La Edad Media ha sido juzgada por la mayoría de las voces «autorizadas» de la modernidad y del «iluminismo», de una manera muy injusta y muchas veces malintencionada, como una época oscurantista. El que no fue tal cosa queda de sobra demostrado por las grandes luces que aquella época aportó a nuestra civilización occidental, y que incluyen la creación de la universidad, la invención del libro tal como hoy lo conocemos, la estructuración de los idiomas modernos, las técnicas en el arte y la arquitectura propias de esos siglos, y por supuesto, grandes avances en la ciencia (como tratados astronómicos sobre los eclipses que demuestran sin lugar a dudas que los medievales no eran ningunos ignorantes que creían que la tierra es plana, así como la invención del reloj mecánico en los monasterios) y también grandes aportes al pensamiento filosófico y teológico, la literatura, la música, etc. 

Pero el que la Edad Media fue una época de luces, queda tangiblemente expresado en una técnica pictórica que, junto con los frescos y murales, forma parte de ese conjunto maravilloso que son las grandes catedrales: la vidriera gótica, una forma de pintura medieval en la cual la luz juega un papel crucial. 

Bien sabemos que el fin último del arte es la vivencia de la belleza, el arrebato estético que lleva al espectador a una especie de estado extático en el cual, de alguna manera, experimenta la trascendencia. Y esto se hace particular y explícitamente patente en el caso de la contemplación de la vidriera de una catedral gótica y de sus juegos de luces multicolores, cuya finalidad va mucho más allá de la experiencia puramente estética y del mero impacto visual, siendo que lo que se busca en dicha contemplación es la vivencia directa de lo Divino. 

De esta manera, aquel que penetra en la nave de una catedral gótica así iluminada, ha entrado en un espacio sagrado dominado por la presencia misma de la Divinidad que se expresa como rayos de luces de colores filtrados a través de los vitrales de los grandes rosetones, y de este modo capturadas sus percepciones, su alma es elevada y entra en una conexión directa con Dios.

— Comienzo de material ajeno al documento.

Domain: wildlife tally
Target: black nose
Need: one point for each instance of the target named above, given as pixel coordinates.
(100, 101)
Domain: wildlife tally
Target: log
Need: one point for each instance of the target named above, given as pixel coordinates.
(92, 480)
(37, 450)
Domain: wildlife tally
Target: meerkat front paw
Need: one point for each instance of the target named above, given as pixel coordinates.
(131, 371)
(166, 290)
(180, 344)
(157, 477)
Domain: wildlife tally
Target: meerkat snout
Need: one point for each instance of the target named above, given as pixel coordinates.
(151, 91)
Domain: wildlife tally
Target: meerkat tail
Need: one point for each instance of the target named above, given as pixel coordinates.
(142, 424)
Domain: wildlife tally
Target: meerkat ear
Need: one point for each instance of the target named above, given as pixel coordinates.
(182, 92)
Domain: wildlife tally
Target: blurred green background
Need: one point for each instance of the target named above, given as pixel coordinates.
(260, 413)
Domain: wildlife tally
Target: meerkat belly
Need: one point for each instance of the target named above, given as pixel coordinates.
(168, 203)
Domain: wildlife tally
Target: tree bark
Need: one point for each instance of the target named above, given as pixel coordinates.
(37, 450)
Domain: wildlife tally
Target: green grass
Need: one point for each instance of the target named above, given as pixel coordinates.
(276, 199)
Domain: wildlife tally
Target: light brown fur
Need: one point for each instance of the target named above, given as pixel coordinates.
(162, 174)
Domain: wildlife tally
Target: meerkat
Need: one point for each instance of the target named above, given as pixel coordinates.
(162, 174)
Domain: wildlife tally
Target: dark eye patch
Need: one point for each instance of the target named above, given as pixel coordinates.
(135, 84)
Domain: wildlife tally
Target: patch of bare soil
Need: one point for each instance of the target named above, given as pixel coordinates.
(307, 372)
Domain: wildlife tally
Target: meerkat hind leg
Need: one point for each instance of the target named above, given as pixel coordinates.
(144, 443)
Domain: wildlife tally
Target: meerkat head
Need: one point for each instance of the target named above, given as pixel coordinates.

Esa fue siempre la conexión mística que buscaron inducir en el observador, más allá de lo puramente visual y decorativo, aquellos artesanos que, utilizando vidrios de colores y metales para generar sus efectos luminosos, crearon en el interior de esa gruta simbólica que es el templo medieval, una atmósfera de devoción y meditación, haciendo descender en ella, literalmente, la Luz Espiritual que viene de lo alto y que ahuyenta así la oscuridad del mundo. 

Pues la Luz era para estos artífices medievales una manifestación tangible (y no una mera metáfora) de la presencia de lo Divino, y ¿qué es toda forma de pintura sino, al fin y al cabo, crear con esta misma Luz, y producir con ella una experiencia trascendental de la Belleza? ¿Acaso hay alguna diferencia entre esta última y lo Divino? ¿Hay alguna genuina distinción entre el arrebato estético que provoca la contemplación de las Bellas Artes y la vivencia de lo trascendente? ¿No es acaso el arte verdadero un puente místico que une las percepciones del hombre con ese orden celestial que es el Mundo de las Ideas Divinas, y el cual es por lo tanto la Mente de Dios? 

El vitral gótico es una ventana, y un portal místico, a ese otro Mundo.